Virtually any job you can imagine is available at the CIA. In addition to the more well-known jobs of analyst or core collector, the Agency needs medical professionals, IT specialists, graphic artists, and other skilled personnel--even sometimes hair stylists, carpenters, and seamstresses--to accomplish its mission of protecting the national security of the United States. Because of the need to work in somewhat of an independent environment, the CIA must sometimes develop technologies to meet the unique requirements of its officers. With this in mind, you might not be surprised to learn that, after a declassification process, publicly released technologies developed by CIA have gone on to impact the world in positive ways.
One of CIA's best examples of such technology may hit closer to home than you'd think—the lithium-ion battery. Developed in the 1960s by CIA to solve the problems of varying reliability and short lifespan of batteries, the lithium-ion battery improved the performance of surveillance equipment and prolonged the operation of reconnaissance satellites. In the modern sense, the benefits of this declassified technology can be felt all the way from professional arenas such as, the medical community's use of it in pacemakers, to less-formal arenas like powering your cell phone or digital camera.

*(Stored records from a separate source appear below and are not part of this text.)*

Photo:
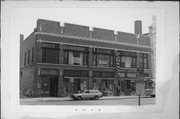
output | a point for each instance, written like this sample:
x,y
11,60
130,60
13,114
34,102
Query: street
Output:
x,y
101,101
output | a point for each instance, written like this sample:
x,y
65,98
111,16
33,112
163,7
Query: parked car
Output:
x,y
87,94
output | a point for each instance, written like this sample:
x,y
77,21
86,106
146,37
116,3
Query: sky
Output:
x,y
117,19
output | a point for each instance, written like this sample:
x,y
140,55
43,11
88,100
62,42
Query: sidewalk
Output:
x,y
68,98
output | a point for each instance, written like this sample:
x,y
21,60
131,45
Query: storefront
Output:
x,y
49,82
104,82
75,81
126,83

The medical community often benefits from research and development performed by the CIA and other Intelligence Community organizations. For example, to assist radiologists in detecting breast cancer, CIA provided technology originally developed for the analysis of satellite imagery. Specifically, the technique involved aligning and comparing digital x-ray images taken over time to identify any changes. These results were particularly helpful in diagnosing breast cancer in women under 50, where diagnosis is particularly difficult. The use of these methods is believed to have considerably reduced the number of deaths from breast cancer.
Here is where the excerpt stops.